The World Health Organisation (WHO) and the U.S. Centres for Disease Control and Prevention (CDC) said on Thursday that Nigeria and nine other countries account for over half of the 22 million children who missed their first measles vaccine dose in 2022.
The other countries were Angola, Brazil, the Democratic Republic of the Congo, Ethiopia, India, Indonesia, Madagascar, Pakistan, and the Philippines.
In a new report, the UN bodies said that in 2022, an estimated 9 million and 136,000 deaths due to measles, mostly among children, occurred following years of declines in measles vaccination coverage across the world.
It added that measles cases and deaths had increased by 18% and 43%, respectively, in 2022 compared to 2021 globally.

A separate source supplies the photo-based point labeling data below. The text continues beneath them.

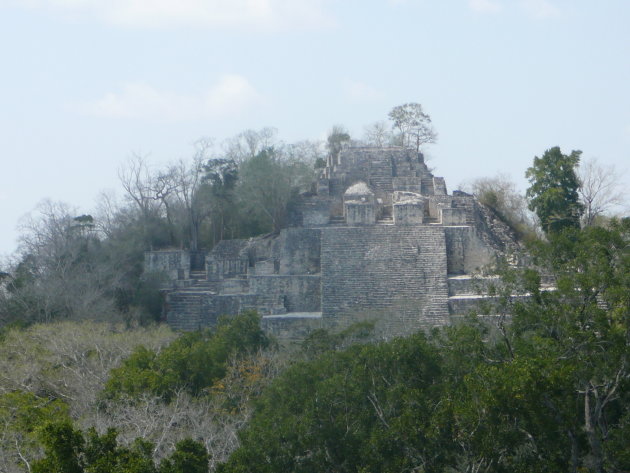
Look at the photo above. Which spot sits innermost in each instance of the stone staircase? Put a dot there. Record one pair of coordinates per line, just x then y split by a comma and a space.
426, 185
185, 309
469, 294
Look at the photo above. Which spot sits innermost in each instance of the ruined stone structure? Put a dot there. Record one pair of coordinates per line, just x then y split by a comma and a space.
378, 238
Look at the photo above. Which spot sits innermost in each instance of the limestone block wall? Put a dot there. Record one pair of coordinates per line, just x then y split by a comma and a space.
228, 259
466, 252
395, 273
297, 293
408, 213
297, 250
359, 213
451, 216
174, 263
292, 327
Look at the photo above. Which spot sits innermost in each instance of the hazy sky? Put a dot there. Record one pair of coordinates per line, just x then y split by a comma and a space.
84, 83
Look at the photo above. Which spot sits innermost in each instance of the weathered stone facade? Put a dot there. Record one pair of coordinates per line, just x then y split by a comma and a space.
380, 239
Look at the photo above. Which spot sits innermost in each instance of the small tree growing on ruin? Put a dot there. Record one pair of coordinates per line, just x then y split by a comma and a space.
413, 125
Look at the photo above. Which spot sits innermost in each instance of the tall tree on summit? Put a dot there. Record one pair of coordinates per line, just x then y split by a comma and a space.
553, 193
413, 125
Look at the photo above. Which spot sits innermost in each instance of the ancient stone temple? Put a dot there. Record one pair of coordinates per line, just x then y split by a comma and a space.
379, 238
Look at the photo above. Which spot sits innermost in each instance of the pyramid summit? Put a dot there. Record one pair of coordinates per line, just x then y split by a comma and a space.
379, 237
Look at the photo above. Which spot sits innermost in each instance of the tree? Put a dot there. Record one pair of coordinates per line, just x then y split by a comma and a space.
191, 363
499, 194
377, 134
553, 192
265, 190
599, 189
249, 143
413, 125
338, 138
68, 450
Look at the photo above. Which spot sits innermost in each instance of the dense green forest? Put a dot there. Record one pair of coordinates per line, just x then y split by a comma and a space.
93, 382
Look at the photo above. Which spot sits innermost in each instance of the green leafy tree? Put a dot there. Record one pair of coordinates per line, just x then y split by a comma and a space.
189, 457
193, 362
22, 414
553, 192
68, 450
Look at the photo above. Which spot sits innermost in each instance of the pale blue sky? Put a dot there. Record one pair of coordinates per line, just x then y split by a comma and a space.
85, 83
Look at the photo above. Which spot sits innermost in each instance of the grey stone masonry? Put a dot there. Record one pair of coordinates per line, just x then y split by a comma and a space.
386, 271
378, 238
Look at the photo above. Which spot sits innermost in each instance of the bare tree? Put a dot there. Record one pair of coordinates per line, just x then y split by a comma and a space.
600, 189
188, 182
249, 143
137, 181
413, 125
378, 134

While in 2022, 37 countries experienced large or disruptive measles outbreaks compared with 22 countries in 2021, the report said 28 of these countries that experienced outbreaks were in the WHO Region for Africa, six in the Eastern Mediterranean, two in South-East Asia, and one in the European Region.
According to the report, low-income countries, where the risk of death from measles is highest, continue to have the lowest vaccination rates at only 66%, a rate that shows no recovery at all from the backsliding during the pandemic.
Despite a modest increase in global vaccination coverage that occurred in 2022 compared with 2021, according to the report, 33 million children missed a measles vaccine dose, nearly 22 million missed their first dose, and an additional 11 million missed their second dose in 2022.
WHO Director for Immunisation, Vaccines, and Biologicals, Kate O’Brien, said in a reaction that “the lack of recovery in measles vaccine coverage in low-income countries following the pandemic is an alarm bell for action.
Measles is called the inequity virus for good reason. It is the disease that will find and attack those who aren’t protected. Children everywhere have the right to be protected by the lifesaving measles vaccine, no matter where they live.”
In his remark, Director of the CDC’s Global Immunisation Division, John Vertefeuille, stated, “The increase in measles outbreaks and deaths is staggering, but unfortunately, not unexpected given the declining vaccination rates we’ve seen in the past few years.
Measles cases anywhere pose a risk to all countries and communities where people are under-vaccinated. Urgent, targeted efforts are critical to prevent measles disease and deaths.”